Job Title: Azure Data Architect
Job Type: Full-Time
Work Mode: Hybrid
Location: Bengaluru, Hyderabad, Chennai
Experience: 12 – 18 Years
Role Overview
The Data Architect is responsible for designing and governing enterprise-scale data architectures that enable secure, scalable, and high-performance data solutions with Databricks on cloud platform. This role focuses on building modern data platforms, driving best practices, and ensuring alignment with business objectives across analytics, engineering, and governance teams.
Key Responsibilities
Architecture & Strategy
- Define the enterprise data architecture vision and standards for Lakehouse and cloud-native platforms.
- Develop reference patterns for ingestion, transformation, modeling, and governance using Databricks
- Drive adoption of modern frameworks such as DBT for transformation and Airflow for orchestration.
- Enable privacy-preserving analytics through Clean Room solutions and architect reusable data products.
- Ensure designs support scalability, cost optimization, and future-proofing for advanced analytics and AI.
- Drive adoption of Medallion architecture and advanced Lakehouse capabilities (Photon, Delta Live Tables, AI/BI).

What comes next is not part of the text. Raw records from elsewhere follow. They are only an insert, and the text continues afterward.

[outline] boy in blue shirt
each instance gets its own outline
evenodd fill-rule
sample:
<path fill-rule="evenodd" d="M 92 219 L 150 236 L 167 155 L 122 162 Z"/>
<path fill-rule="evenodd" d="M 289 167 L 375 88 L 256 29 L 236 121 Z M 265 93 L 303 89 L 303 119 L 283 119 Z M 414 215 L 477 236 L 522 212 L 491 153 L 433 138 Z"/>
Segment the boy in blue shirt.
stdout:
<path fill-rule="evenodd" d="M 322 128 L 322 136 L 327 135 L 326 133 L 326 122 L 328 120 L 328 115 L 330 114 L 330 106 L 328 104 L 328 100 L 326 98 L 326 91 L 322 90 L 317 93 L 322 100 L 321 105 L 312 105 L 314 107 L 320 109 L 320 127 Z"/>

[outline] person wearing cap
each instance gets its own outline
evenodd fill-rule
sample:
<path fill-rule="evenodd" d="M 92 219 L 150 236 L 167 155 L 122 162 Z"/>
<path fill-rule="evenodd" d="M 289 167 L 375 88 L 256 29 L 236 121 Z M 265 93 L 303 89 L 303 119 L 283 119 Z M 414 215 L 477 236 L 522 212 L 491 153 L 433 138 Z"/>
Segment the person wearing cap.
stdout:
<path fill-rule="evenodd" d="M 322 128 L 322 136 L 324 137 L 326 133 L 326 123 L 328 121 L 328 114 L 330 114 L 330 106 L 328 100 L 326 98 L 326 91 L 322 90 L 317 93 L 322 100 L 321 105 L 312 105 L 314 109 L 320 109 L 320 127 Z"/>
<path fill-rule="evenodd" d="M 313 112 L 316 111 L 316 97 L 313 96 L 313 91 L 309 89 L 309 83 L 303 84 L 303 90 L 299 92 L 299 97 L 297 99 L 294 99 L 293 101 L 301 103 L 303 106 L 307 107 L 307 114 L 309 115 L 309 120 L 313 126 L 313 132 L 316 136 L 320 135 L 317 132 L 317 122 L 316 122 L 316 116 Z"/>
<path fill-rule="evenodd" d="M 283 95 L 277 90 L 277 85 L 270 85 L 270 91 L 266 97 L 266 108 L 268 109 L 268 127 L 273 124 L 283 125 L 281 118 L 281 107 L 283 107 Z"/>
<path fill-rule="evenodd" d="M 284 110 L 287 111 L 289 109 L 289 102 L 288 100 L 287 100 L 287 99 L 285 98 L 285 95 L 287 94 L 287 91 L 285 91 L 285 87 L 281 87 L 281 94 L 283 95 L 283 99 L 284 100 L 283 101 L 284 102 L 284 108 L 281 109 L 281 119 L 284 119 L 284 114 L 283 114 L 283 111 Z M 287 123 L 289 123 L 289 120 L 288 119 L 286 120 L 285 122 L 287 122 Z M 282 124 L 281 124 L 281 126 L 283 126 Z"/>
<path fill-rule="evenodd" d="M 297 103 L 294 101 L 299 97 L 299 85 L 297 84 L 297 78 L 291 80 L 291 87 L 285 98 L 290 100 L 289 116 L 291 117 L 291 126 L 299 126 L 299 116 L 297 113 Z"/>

- Drive API-based integrations for data services and interoperability.
- Evaluate Databricks features, cost models, runtimes, governance controls, and roadmap impact.
Technical Design Leadership
- Provide architectural guidance to engineering teams for building pipelines and APIs.
- Establish reusable frameworks for ETL/ELT, streaming, and batch processing.
- Integrate Power BI for analytics and reporting, ensuring seamless connectivity with Lakehouse architecture.
- Implement telemetry-driven observability using Splunk/Datadog and enforce DevOps best practices for CI/CD.
- Guide teams on modular designs leveraging Microservices, containerization (Docker/Kubernetes), and infrastructure automation (Terraform) as good-to-have capabilities.
- Review design specifications, data models, pipeline patterns, and solution architectures across squads.
- Ensure cloud-native designs aligned with AWS platform best practices.
Governance, Security & Optimization
- Define standards for data governance, lineage, metadata, and cataloging (e.g., Atlan, Unity Catalog).
- Implement security policies, IAM controls, and compliance frameworks across cloud environments.
- Optimize performance and cost through cluster strategy, workload tuning, and automation.
- Establish observability and telemetry frameworks for operational health and proactive issue resolution.
Cross-Functional Collaboration
- Partner with enterprise architects, product owners, and business stakeholders to validate architectural fit for new and existing use cases.
- Support migration strategies from legacy platforms to modern architectures.
- Collaborate with analytics and BI teams to ensure alignment between data architecture and business objectives.
- Support pre-sales, estimations, and sizing for new programs and migrations
AI/LLM Enablement (Advantage)
- Design frameworks for AI-driven automation, metadata enrichment, and data quality validation.
- Enable integration with Agentic AI-based tools for code generation and operational efficiency.
- Prepare architecture for advanced AI capabilities such as model serving and vector search within Lakehouse environments.
Required Skills & Experience
- 12–18+ years in data engineering/architecture with 4–6+ years in Databricks.
- Clean Room solutions, Data Products architecture, Telemetry data frameworks, API design and integration
- Strong understanding of data governance, lineage, metadata, and cataloging platforms.
- Hands-on experience designing enterprise-scale Lakehouse platforms.
- Experience guiding teams of Tech Leads and Engineers.
Deep expertise in:
- Python, PySpark, Spark SQL, Databricks (Lakehouse architecture, Delta Lake, Unity Catalog), SQL (advanced query optimization and modeling)
- AWS / Azure (data services, IAM, networking), Airflow (workflow orchestration)
- Streaming, batch, and real-time architectures
- Splunk/Datadog (observability and telemetry), DevOps (CI/CD, automation)
- Power BI (analytics and visualization), DBT (data transformation)
Good to have:
- Java
- Atlan (data cataloging and governance)
- Microservices architecture
- Docker/Kubernetes (containerization and orchestration)
- Terraform (infrastructure as code)
Preferred Qualifications (Optional)
- Databricks Certified Data Engineer Professional or Databricks Architect certification.
- AWS / Azure certifications.
- Knowledge of LLMs, agentic frameworks, or GenAI automation (strong advantage).